Ketidakjelasan peraturan dalam pengangkatan khalifah di Dinasti Abbasiyah sering kali menimbulkan instabilitas politik. Hal ini terlihat jelas pada masa pemerintahan Al-Muqtadir, seorang khalifah yang diangkat pada usia 13 tahun. Masa pemerintahannya yang kacau berakhir tragis ketika ia dibunuh oleh lawan politiknya pada 27 Syawal 320 H.
Setelah kakaknya, Al-Muktafi Billah, meninggal dunia karena sakit, Ja’far bin Al-Mu’tadhid, yang masih berusia 13 tahun, ditunjuk sebagai khalifah berikutnya. Dalam konteks tersebut, pertanyaan muncul mengenai kedewasaannya, dan Ja’far menjawab bahwa ia telah mengalami mimpi basah, sehingga ia dianggap sudah baligh. Dengan demikian, ia diangkat sebagai khalifah dan dikenal dengan gelar “Al-Muqtadir Billah.” Meskipun kriteria baligh terdengar konyol, sistem oligarki tanpa aturan yang jelas ini berkontribusi pada instabilitas pemerintahan.

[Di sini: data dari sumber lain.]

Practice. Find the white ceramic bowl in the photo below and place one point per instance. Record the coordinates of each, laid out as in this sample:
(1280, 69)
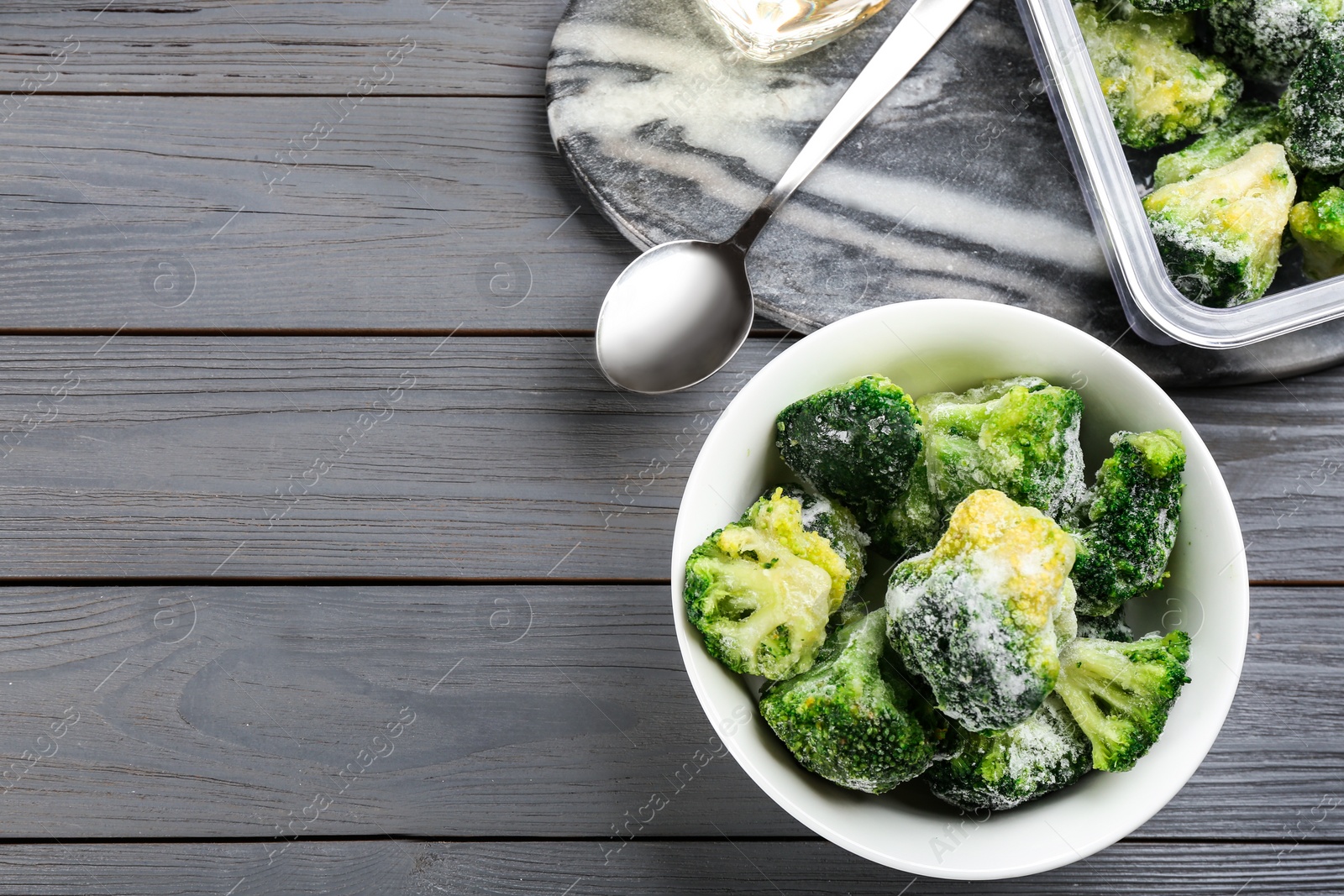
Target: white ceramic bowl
(952, 344)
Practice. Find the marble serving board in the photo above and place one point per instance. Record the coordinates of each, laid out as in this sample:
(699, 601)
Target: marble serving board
(958, 184)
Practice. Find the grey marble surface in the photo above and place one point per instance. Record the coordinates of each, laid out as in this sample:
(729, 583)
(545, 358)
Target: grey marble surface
(958, 186)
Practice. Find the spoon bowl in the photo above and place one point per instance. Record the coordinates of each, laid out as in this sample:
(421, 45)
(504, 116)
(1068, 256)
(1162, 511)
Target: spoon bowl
(675, 316)
(682, 309)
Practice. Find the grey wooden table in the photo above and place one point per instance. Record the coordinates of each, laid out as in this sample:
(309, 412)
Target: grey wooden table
(331, 564)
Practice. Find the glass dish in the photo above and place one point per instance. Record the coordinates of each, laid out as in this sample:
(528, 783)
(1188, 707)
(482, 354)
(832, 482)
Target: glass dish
(779, 29)
(1158, 312)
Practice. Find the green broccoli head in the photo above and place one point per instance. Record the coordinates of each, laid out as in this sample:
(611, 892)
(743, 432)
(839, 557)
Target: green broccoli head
(1249, 123)
(978, 616)
(1108, 627)
(1169, 7)
(1319, 228)
(761, 591)
(1019, 437)
(1314, 183)
(1220, 233)
(1005, 768)
(911, 526)
(1314, 103)
(857, 441)
(1120, 694)
(853, 719)
(833, 523)
(1267, 39)
(1158, 90)
(1126, 532)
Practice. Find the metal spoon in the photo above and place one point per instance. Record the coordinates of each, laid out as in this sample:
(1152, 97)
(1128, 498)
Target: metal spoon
(682, 311)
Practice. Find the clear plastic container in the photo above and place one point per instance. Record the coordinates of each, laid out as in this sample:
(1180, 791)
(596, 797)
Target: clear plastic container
(1158, 312)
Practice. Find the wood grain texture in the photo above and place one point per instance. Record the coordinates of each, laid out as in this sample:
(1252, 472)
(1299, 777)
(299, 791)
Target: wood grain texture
(535, 712)
(286, 47)
(808, 868)
(501, 457)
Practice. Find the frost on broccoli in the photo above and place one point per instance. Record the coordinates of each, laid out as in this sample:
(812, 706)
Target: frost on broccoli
(1169, 7)
(853, 719)
(1250, 123)
(1158, 90)
(833, 523)
(1319, 228)
(763, 590)
(857, 441)
(1126, 535)
(1005, 768)
(1019, 437)
(1267, 39)
(1220, 233)
(913, 524)
(1120, 694)
(1108, 627)
(1314, 183)
(1314, 103)
(978, 616)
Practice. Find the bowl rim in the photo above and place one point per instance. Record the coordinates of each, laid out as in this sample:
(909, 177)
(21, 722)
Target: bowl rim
(689, 637)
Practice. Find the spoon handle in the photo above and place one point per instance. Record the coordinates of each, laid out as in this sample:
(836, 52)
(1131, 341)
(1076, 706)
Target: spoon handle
(909, 42)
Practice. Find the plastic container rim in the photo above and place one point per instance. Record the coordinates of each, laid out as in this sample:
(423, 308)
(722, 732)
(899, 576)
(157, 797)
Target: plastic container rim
(1156, 309)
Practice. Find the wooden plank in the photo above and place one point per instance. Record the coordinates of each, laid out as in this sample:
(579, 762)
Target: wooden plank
(531, 712)
(685, 868)
(284, 47)
(499, 458)
(409, 215)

Karena usianya yang terlalu muda, Al-Muqtadir menghadapi banyak ancaman untuk dilengserkan, termasuk dari menterinya sendiri, Al-Abbas bin Al-Hasan, yang merencanakan kudeta didukung oleh sejumlah pihak. Namun, Al-Muqtadir berhasil membujuk Al-Abbas untuk membatalkan rencananya dengan imbalan sejumlah uang. Sayangnya, pihak-pihak lain tetap melanjutkan rencana penggulingan.
Suatu ketika, ketika Al-Muqtadir tengah bermain bola, para pemberontak datang menyerang. Ketika terdesak, ia melarikan diri ke istana, namun banyak penduduk yang menjadi korban dalam kerusuhan tersebut. Dalam kekacauan itu, Al-Muqtadir dicopot dari jabatannya dan digantikan oleh Abdullah bin Mu’taz yang bergelar “Al-Ghalib Billah.” Abdullah kemudian mengangkat Muhammad bin Daud sebagai menteri dan Abul Mutsanna Ahmad bin Ya’qub sebagai hakim agung. Kejadian ini terjadi pada 296 H, dan Al-Muqtadir diusir dari istana.
Namun, setelah berpikir untuk melakukan serangan balik dengan sejumlah pendampingnya, Al-Muqtadir menyerang secara mendadak tempat Abdullah bin Mu’taz berada. Kejutan ini membuat pasukan Abdullah panik dan melarikan diri. Al-Muqtadir pun mengambil tindakan balas dendam dengan menghabisi para pemimpin yang mencopotnya dan memenjarakan Abdullah hingga meninggal.
Setelah kembali menduduki kursi kekhalifahan, Al-Muqtadir berusaha memberantas kezaliman dan menegakkan keadilan. Namun, usia mudanya membuatnya mudah dipengaruhi oleh orang-orang di sekitarnya, termasuk ibunya. Oleh karena itu, ia sering dianggap sebagai “khalifah boneka.”
Pada tahun 317 H, upaya pencopotan kekhalifahan terjadi lagi. Kali ini Mu’nis al-Mudzaffar menjadi otak di balik rencana tersebut. Setelah Al-Muqtadir berencana mencopot Mu’nis dan menggantinya dengan Harun bin Ghalib, Mu’nis yang merasa tidak terima melakukan pemberontakan dengan membawa pasukan besar. Pengawal istana pun melarikan diri saat melihat banyaknya pemberontak. Al-Muqtadir diusir dari istana bersama keluarganya.
Kursi kekhalifahan kemudian diduduki oleh Muhammad bin Al-Muhtadhid dengan gelar “Al-Qahir Billah,” namun ia tidak dapat memenuhi gaji para tentara istana seperti yang dilakukan Al-Muqtadir sebelumnya. Hal ini menimbulkan pemberontakan yang menuntut agar Al-Muqtadir kembali diangkat sebagai khalifah. Dalam situasi tersebut, Al-Muqtadir kembali menduduki jabatan semula dan menaikkan gaji tentaranya.
Namun, Mu’nis masih menyimpan dendam kepada Al-Muqtadir. Pada 27 Syawal 319 H, ia kembali melakukan pemberontakan dengan pasukan dari orang Barbar. Dalam pertempuran itu, Al-Muqtadir terkena tombak dan akhirnya dibunuh. Jenazahnya dikuburkan di lokasi pertempuran.
Al-Muqtadir meninggalkan dua belas putra, di mana tiga di antaranya kelak menjadi khalifah: Ar-Radhi, Al-Muttaqi, dan Al-Muthi’.